Stephen Barber’s books have been acclaimed as ‘brilliant, profound and provocative’ by The Times newspaper, and he has been called ‘a writer of real distinction’ and ‘the most dangerous man in Europe’ by The Independent newspaper. The Sunday Times newspaper hailed his books as ‘exhilarating and disquieting’.
He has been awarded many grants, awards and prizes for his work, by such international bodies as the Rockefeller Foundation (Bellagio Program), the Henkel Foundation, the Getty Foundation, the Ford Foundation, the Annenberg Foundation, the DAAD Programme, the Leverhulme Trust, the UK Arts and Humanities Research Council, the British Academy, the Japan Foundation, the Saison Foundation, the Daiwa Foundation, and the Mellon Foundation, among many others.
Stephen has a PhD from the University of London, awarded in 1990. Over the past twenty-eight years, he has been a professor and arts researcher at universities and art schools in many countries, such as the California Institute of the Arts in Los Angeles, the Berlin University of the Arts, the IMEC Institute in Paris, and the University of Tokyo. From October 2012 to September 2015, he was an Invited Fellow at the Berlin Free University’s International Research Centre in Interweaving Performance Cultures. He is currently a Research Professor at the Kingston School of Art, Kingston University, London.
From 1990 to 2019, he has published twenty-eight books (twenty-one non-fiction books and seven fiction books), along with two co-edited books, one co-authored book, and one book of translations.

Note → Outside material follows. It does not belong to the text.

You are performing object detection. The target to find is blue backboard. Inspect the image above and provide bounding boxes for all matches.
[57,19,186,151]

His published books are: Antonin Artaud: Blows and Bombs (1993: Faber & Faber UK, Farrar Straus & Giroux USA, Chicago University Press USA), Fragments of the European City (1995: Reaktion UK/USA), Weapons of Liberation (1996: Faber & Faber UK, Farrar Straus & Giroux USA), Edmund White: The Burning World (1999: Picador UK, St Martin’s Press USA), Artaud: The Screaming Body (1999: Chicago University Press USA/UK), Caligula: Divine Carnage (co-authored with Jeremy Reed: 2001, Solar UK/USA), Tokyo Vertigo (2001, new version 2011: Chicago University Press USA/UK), Extreme Europe (2001: Reaktion UK/USA), Projected Cities (2002: Reaktion UK/USA), Annihilation Zones (2002: Creation UK/USA), Genet: Pages Torn from the Book of Jean Genet (2004: Reaktion UK/USA), The Art of Destruction (2004: Solar UK/USA), The Vanishing Map (2006: Bloomsbury UK/USA), Hijikata: Revolt of the Body (2006: Chicago University Press USA/UK), Tokyo Sodom (2006: Creation UK/USA), Tokyo Slaughterhouse (2007: Creation UK/USA), Tokyo Supernova (2007: Creation UK/USA), London Eyes (co-edited with Gail Cunningham: 2007: Berghahn UK/USA), Artaud: Terminal Curses (2008: Chicago University Press USA/UK), The Tokyo Trilogy (compendium edition of the three Tokyo novels: 2008: Creation UK/USA), Cities of Oblivion (2009: FF Publishers USA/UK), Abandoned Images (2010: Reaktion UK/USA), The Walls of Berlin: Urban Surfaces, Art, Film (2011: Chicago University Press USA/UK), Muybridge: The Eye in Motion (2012: Chicago University Press USA/UK), England’s Darkness (2012: Sun Vision Press USA/UK), Pasolini: The Massacre Game (co-edited with Anna Battista: 2012: Sun Vision Press USA/UK), Artaud: The Anatomy of Cruelty (compendium edition of the three books on Artaud: 2013: Sun Vision Press USA), Performance Projections (2014: Reaktion UK/USA), Pierre Guyotat: Revolutions and Aberrations (2016: Vauxhall & Company UK), Berlin Bodies (2017: Reaktion UK/USA), Thatcher’s Tomb (2018: Infinity Land Press UK), Artaud 1937 Apocalypse (translations: 2018: Infinity Land Press UK), White Noise Ballrooms (2018: Diaphanes Germany/Switzerland/USA) and Film’s Ghosts: Tatsumi Hijikata’s Butoh and the Transmutation of 1960s Japan (2019: Diaphanes Germany/Switzerland/USA).
Stephen is now working on two new books, The Projectionists: Muybridge and the Future Projections of the Moving Image and The Heart of the Wasteland, both to be published in 2020-21.
His books have been translated into many languages, such as Japanese, Chinese, Indonesian, French, Spanish, Russian and Turkish.
He has also written many short texts for magazines, essay collections and arts publications, worldwide.
Stephen has travelled very widely for his work and has lived in Tokyo, Los Angeles, Berlin, Paris, Vienna and London, among other cities. He currently lives in Berlin and in Glastonbury.